«Lo sviluppo dei popoli, in modo particolare di quelli che lottano per liberarsi dal giogo della fame, della miseria, delle malattie endemiche, dell'ignoranza; che cercano una partecipazione più larga ai frutti della civiltà, una più attiva valorizzazione delle loro qualità umane; che si muovono con decisione verso la meta di un loro pieno rigoglio, è oggetto di attenta osservazione da parte della chiesa.»

Queste le parole dell'incipit dell'enciclica Populorum Progressio (Lo sviluppo dei popoli) scritta da papa Paolo VI e pubblicata il 26 marzo 1967.

Oggi, Papa Francesco ne ha ricordato l'importanza e l'attualità rivolgedosi ai partecipanti al Convegno promosso dal Dicastero per il Servizio dello Sviluppo Umano Integrale in occasione del suo 50° anniversario.

«Integrare i diversi popoli della terra - l'indicazione del Papa . [in base al] dovere di solidarietà [che] ci obbliga a cercare giuste modalità di condivisione, perché non vi sia quella drammatica sperequazione tra chi ha troppo e chi non ha niente, tra chi scarta e chi è scartato. Solo la strada dell’integrazione tra i popoli consente all’umanità un futuro di pace e di speranza».

Da qui lo sforzo auspicato dal Papa nell'impegnarsi, da parte di tutti, ad offrire modelli praticabili di integrazione sociale, in base al principio della sussidiarietà per «creare una convivenza umana aperta a tutti.»

«L'economia, la finanza, il lavoro, la cultura, la vita familiare, la religione – ha continuato Francesco – sono, ciascuno nel suo specifico, un momento irrinunciabile di questa crescita. Nessuno di essi si può assolutizzare e nessuno di essi può essere escluso da una concezione di sviluppo umano integrale che tenga cioè conto che la vita umana è come un’orchestra che suona bene se i diversi strumenti si accordano e seguono uno spartito condiviso da tutti.»

Nelle parole del Papa c'è poi la denuncia nei confronti di «visioni ideologiche e poteri politici che hanno schiacciato la persona, l’hanno massificata e privata di quella libertà senza la quale l’uomo non si sente più uomo. A tale massificazione sono interessati anche poteri economici che vogliono sfruttare la globalizzazione, invece che favorire una maggiore condivisione tra gli uomini, semplicemente per imporre un mercato globale di cui sono essi stessi a dettare le regole e a trarre i profitti.»

Come porre rimedio a questa attuale organizzazione della società? Richiamandosi al «concetto di persona, nato e maturato nel cristianesimo, [che] aiuta a perseguire uno sviluppo pienamente umano», contrapponendo la relazione all'individualismo, l’inclusione all’esclusione, la dignità allo sfruttamento, la libertà alla costrizione.

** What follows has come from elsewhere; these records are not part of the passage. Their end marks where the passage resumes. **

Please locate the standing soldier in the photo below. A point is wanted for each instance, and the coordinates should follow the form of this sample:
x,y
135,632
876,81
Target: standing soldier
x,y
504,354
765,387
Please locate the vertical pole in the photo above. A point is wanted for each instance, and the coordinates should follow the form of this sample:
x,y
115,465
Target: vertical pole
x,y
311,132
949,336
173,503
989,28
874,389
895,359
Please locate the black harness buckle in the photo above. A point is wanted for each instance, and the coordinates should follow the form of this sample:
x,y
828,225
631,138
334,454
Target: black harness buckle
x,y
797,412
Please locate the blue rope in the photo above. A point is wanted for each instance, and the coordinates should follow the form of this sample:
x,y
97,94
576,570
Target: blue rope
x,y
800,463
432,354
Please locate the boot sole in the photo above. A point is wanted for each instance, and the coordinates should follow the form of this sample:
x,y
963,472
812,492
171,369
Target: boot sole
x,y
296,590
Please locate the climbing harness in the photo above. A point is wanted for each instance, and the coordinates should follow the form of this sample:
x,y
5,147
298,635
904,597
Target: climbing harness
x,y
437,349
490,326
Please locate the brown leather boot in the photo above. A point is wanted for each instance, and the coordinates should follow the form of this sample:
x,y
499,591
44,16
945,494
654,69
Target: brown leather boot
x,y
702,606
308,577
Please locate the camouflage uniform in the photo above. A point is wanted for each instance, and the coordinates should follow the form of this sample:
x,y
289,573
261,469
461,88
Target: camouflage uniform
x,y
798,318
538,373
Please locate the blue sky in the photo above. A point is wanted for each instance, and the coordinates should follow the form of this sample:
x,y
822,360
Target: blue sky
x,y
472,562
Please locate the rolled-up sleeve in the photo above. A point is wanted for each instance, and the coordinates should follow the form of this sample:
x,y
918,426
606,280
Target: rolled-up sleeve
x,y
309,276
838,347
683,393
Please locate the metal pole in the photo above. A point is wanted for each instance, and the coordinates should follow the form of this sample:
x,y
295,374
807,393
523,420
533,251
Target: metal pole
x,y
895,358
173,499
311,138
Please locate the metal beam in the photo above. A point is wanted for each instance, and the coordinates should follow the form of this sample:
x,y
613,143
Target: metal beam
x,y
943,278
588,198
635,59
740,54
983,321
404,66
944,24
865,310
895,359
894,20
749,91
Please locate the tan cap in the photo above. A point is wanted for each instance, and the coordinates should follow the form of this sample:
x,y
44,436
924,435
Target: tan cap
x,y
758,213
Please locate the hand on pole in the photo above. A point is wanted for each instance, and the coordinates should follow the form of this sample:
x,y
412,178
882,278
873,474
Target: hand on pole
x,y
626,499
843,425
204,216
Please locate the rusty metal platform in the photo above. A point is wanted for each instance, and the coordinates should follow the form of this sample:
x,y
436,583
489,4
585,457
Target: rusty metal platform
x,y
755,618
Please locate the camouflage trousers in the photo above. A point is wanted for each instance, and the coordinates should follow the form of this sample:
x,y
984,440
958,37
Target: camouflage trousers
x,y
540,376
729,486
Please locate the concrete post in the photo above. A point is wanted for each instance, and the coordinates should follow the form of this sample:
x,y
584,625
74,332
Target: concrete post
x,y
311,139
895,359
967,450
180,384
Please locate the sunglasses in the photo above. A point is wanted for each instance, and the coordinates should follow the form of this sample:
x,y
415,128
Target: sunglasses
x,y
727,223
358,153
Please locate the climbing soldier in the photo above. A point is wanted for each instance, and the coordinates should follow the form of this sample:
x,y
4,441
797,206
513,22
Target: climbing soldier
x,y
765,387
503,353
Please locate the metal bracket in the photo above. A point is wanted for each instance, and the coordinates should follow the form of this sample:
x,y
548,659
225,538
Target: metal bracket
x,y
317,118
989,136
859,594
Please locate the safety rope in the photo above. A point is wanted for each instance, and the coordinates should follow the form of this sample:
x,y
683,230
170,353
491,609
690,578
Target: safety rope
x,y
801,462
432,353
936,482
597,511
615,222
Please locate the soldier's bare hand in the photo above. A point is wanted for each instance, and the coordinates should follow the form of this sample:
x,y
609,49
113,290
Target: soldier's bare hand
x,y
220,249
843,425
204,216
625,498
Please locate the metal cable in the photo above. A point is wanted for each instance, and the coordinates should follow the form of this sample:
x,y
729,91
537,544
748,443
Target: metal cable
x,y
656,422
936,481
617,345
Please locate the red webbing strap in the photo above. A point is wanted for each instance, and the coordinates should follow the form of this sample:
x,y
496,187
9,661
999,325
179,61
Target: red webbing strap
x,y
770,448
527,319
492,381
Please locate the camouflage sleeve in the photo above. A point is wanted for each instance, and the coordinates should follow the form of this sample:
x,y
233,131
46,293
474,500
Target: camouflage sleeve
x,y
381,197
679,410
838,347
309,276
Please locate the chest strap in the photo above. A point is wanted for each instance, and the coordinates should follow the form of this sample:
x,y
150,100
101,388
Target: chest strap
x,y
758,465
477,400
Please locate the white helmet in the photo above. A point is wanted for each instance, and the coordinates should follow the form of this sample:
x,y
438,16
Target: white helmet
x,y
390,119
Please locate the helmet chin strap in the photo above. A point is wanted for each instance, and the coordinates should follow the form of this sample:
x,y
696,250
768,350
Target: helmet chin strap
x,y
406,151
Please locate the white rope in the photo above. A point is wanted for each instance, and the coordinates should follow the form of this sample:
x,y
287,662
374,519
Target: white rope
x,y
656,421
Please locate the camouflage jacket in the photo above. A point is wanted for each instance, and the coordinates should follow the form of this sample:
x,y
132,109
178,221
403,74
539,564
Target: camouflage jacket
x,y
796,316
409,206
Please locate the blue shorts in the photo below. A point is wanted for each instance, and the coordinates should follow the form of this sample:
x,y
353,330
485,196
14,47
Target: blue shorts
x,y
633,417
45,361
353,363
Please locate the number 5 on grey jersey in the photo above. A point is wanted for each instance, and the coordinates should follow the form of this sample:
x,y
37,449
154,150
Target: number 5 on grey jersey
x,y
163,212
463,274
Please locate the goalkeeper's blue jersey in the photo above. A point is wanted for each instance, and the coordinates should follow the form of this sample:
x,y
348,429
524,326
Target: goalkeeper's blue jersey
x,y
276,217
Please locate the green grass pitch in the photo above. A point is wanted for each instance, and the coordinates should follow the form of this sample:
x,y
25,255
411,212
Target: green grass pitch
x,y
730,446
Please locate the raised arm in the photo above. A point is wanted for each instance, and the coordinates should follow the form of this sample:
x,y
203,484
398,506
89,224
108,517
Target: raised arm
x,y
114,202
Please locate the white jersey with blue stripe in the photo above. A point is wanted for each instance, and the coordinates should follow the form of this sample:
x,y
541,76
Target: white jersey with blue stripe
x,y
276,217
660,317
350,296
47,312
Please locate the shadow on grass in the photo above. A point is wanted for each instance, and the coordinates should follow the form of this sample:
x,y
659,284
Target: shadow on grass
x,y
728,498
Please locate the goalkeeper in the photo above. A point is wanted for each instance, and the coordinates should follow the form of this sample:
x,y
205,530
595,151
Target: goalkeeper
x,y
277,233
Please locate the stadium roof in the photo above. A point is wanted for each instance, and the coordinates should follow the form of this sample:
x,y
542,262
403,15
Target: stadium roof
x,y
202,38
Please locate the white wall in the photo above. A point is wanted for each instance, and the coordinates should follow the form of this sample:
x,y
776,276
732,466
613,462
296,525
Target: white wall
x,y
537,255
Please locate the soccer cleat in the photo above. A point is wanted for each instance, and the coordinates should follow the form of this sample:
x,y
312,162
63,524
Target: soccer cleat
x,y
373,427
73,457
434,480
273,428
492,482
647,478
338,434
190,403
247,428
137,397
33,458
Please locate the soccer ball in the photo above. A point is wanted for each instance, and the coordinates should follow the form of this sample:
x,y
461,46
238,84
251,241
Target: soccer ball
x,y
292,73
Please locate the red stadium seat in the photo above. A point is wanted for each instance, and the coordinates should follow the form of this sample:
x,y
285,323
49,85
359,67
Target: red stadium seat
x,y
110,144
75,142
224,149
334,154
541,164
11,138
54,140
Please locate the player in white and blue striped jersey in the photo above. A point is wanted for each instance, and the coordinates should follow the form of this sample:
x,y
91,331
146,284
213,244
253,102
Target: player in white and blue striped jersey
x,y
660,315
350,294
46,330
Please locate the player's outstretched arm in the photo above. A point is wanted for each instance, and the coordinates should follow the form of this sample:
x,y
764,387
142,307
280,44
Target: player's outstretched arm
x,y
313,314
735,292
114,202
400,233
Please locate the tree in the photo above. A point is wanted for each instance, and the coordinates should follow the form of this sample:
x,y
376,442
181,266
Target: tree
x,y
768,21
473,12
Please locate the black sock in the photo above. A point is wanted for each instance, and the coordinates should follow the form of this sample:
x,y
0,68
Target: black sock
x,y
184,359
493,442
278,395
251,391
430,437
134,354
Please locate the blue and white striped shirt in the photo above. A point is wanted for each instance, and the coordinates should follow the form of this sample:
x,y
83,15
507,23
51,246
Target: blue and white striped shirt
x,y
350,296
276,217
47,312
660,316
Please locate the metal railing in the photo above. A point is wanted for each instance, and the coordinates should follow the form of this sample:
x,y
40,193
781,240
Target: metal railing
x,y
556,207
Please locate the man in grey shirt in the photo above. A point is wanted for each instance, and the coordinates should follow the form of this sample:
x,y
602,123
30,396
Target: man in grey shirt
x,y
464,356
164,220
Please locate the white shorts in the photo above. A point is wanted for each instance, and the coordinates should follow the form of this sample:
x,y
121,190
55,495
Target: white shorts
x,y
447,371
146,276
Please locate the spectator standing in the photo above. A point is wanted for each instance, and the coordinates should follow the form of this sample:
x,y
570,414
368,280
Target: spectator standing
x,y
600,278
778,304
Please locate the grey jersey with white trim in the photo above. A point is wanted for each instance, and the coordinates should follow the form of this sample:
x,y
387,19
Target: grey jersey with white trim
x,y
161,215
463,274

«Lo sviluppo - ha continuato il Papa - non consiste nell’avere a disposizione sempre più beni, per un benessere soltanto materiale.» Da qui la necessità di integrare «corpo e anima. Nessuna opera di sviluppo potrà raggiungere veramente il suo scopo se non rispetta quel luogo in cui Dio è presente a noi e parla al nostro cuore. Dio si è fatto conoscere pienamente in Gesù Cristo: in Lui Dio e l’uomo non sono divisi e separati tra loro.

Dio si è fatto uomo per fare della vita umana, sia personale che sociale, una concreta via di salvezza. Così la manifestazione di Dio in Cristo – compresi i suoi gesti di guarigione, di liberazione, di riconciliazione che oggi siamo chiamati a riproporre ai tanti feriti sul ciglio della strada – indica la strada e la modalità del servizio che la Chiesa intende offrire al mondo: alla sua luce si può comprendere che cosa significhi uno sviluppo integrale, che non fa torto né a Dio né all’uomo, perché assume tutta la consistenza di entrambi.

La Chiesa non si stanca di offrire questa sapienza e la sua opera al mondo, nella consapevolezza che lo sviluppo integrale è la strada del bene che la famiglia umana è chiamata a percorrere.